Liebe Renee,
ich kenne diese Darstellung der Melancholie als Frau auch, vorzugsweise habe ich sie auf Bildern gesehen, ohne dabei jetzt konkrete Maler nennen zu können, oft sind es auch Stiche gewesen, immer aber, soweit ich mich entsinne, sehr alte Abbildungen (?)
Ich weiß, dass das jetzt wahrscheinlich krude anmutet oder "hinterhergesagt", aber ich meine das ernshaft so: Für mich kann die Melancholie durchaus weiblich sein, ich sagte ja nur, dass sie ein Mann ist (und damit meine ich eben die Figur/das, worin sie sich niederschlägt). Für mich fallen diese älteren Darstellungen in die aktuellen hinein - und mit aktuell meine ich: das, was ich jetzt unter den Begriff "Melancholie" ordne, was evoziert/abgerufen wird, wenn ich das Wort höre/betaste und dergleichen. Denn natürlich mache ich was neues draus (sofern man neues machen kann)...(und mit hineinfallen meine ich: ich sehe (ich / heute, früher und für jemand anderen mag das ganz anders sein) die alten Bilder und empfinde das auf ihnen dargestellte, wie einen "bösen Geist ("schwarze Galle"), der befällt. Und dass kann für mich durchaus ein weiblicher sein...der dann Männer befällt. würde doch gut passen diese Art Heimsuchung. (Hm, hier hör ich jetzt mal inhaltlich auf und mache bei Flora weiter
)
zu den Kommata: Ich habe nur Binnenkommata gesetzt, die äußeren musst du dir also denken, falls du sie brauchst
, es gibt (wenige) Texte von mir, in denen ich das so mache (auch die gemäßigte Kleinschreibung dann oft, für mich sind die Texte irgendwie vom Tonfall dadurch für mich anders...phlegmatischer, in sich geschlossener, erkrankteres Kondensat))

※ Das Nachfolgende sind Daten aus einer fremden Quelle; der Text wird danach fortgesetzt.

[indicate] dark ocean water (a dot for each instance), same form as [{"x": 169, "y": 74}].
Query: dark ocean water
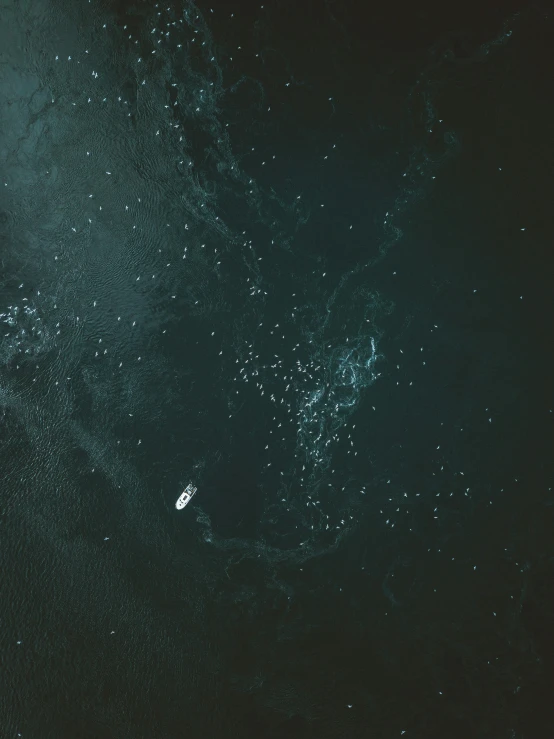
[{"x": 299, "y": 254}]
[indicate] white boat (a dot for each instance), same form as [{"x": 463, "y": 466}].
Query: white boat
[{"x": 185, "y": 497}]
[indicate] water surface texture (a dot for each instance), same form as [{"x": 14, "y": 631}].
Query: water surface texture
[{"x": 297, "y": 254}]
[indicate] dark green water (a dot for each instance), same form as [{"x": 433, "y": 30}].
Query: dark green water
[{"x": 300, "y": 255}]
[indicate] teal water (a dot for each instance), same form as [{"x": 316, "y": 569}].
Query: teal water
[{"x": 300, "y": 257}]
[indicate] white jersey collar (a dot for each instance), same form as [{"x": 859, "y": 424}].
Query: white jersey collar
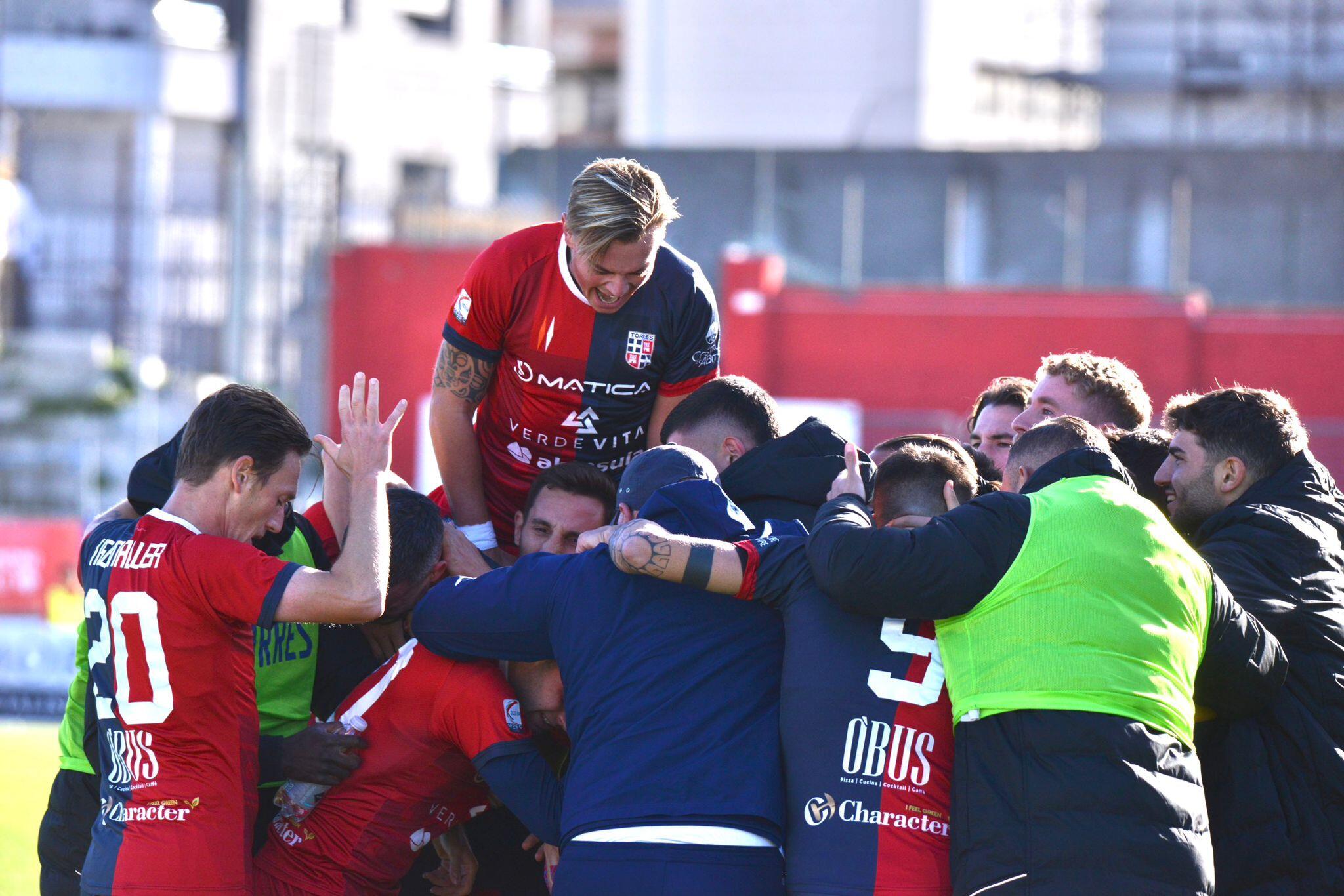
[
  {"x": 169, "y": 518},
  {"x": 565, "y": 272}
]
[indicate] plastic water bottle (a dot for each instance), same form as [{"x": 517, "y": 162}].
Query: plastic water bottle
[{"x": 299, "y": 797}]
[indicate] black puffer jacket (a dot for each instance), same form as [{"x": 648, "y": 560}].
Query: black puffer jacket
[
  {"x": 789, "y": 478},
  {"x": 1276, "y": 781},
  {"x": 1050, "y": 801}
]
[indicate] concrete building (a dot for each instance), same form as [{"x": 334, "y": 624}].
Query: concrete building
[
  {"x": 832, "y": 74},
  {"x": 1227, "y": 73},
  {"x": 186, "y": 167}
]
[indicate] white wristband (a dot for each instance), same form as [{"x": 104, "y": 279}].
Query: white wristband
[{"x": 482, "y": 535}]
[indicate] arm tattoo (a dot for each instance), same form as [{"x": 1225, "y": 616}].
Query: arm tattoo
[
  {"x": 640, "y": 552},
  {"x": 698, "y": 567},
  {"x": 461, "y": 374}
]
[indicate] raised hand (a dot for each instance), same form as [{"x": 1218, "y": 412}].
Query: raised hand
[
  {"x": 850, "y": 481},
  {"x": 366, "y": 442}
]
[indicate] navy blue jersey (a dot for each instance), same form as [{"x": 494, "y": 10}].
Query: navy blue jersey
[
  {"x": 867, "y": 738},
  {"x": 671, "y": 696}
]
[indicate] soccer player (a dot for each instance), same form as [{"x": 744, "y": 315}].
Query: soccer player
[
  {"x": 673, "y": 704},
  {"x": 436, "y": 729},
  {"x": 863, "y": 711},
  {"x": 170, "y": 603},
  {"x": 1072, "y": 621},
  {"x": 991, "y": 419},
  {"x": 579, "y": 336},
  {"x": 1100, "y": 390}
]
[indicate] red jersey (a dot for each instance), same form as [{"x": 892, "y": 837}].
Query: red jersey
[
  {"x": 573, "y": 384},
  {"x": 429, "y": 719},
  {"x": 170, "y": 615}
]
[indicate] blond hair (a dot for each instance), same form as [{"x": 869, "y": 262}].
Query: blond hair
[
  {"x": 1112, "y": 388},
  {"x": 616, "y": 201}
]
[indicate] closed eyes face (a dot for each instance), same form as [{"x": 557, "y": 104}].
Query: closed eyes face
[
  {"x": 556, "y": 520},
  {"x": 609, "y": 281},
  {"x": 261, "y": 508},
  {"x": 1053, "y": 397}
]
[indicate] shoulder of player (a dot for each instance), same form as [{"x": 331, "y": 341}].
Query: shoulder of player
[
  {"x": 117, "y": 529},
  {"x": 523, "y": 247},
  {"x": 675, "y": 273}
]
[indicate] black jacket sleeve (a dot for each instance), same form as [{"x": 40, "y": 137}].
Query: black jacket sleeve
[
  {"x": 526, "y": 783},
  {"x": 1244, "y": 664},
  {"x": 933, "y": 573}
]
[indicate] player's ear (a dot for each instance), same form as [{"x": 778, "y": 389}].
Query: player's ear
[
  {"x": 438, "y": 573},
  {"x": 241, "y": 473}
]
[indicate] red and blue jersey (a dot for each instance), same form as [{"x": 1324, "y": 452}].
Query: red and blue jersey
[
  {"x": 429, "y": 719},
  {"x": 170, "y": 614},
  {"x": 866, "y": 725},
  {"x": 573, "y": 384}
]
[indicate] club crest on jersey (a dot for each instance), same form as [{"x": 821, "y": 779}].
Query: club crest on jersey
[
  {"x": 639, "y": 350},
  {"x": 514, "y": 716}
]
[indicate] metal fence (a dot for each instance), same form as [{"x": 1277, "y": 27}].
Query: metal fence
[{"x": 1248, "y": 226}]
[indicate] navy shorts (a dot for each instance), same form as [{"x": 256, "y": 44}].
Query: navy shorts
[{"x": 668, "y": 870}]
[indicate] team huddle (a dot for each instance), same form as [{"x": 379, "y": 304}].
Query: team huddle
[{"x": 642, "y": 641}]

heilsam schlecht: hm, da kann ich wiederum keine ERklärung zugeben, fürchte ich, nicht, weil ich es nicht könnte, sondern weil das eine Stelle ist, die entweder funktionieren muss oder es eben nicht tut - die
Kombination von heilsam und schlecht in Bezug auf das Stehen vorm Spiegel soll jedenfalls in Bezug auf das, was über Frauen ausgesagt werden soll, schon eien Art Schlüsselausdruck sein.
Liebe Flora,
danke für deine vielen Gedanken! Das ist immer schön, dass du bereit bist, soviel dazuzugeben!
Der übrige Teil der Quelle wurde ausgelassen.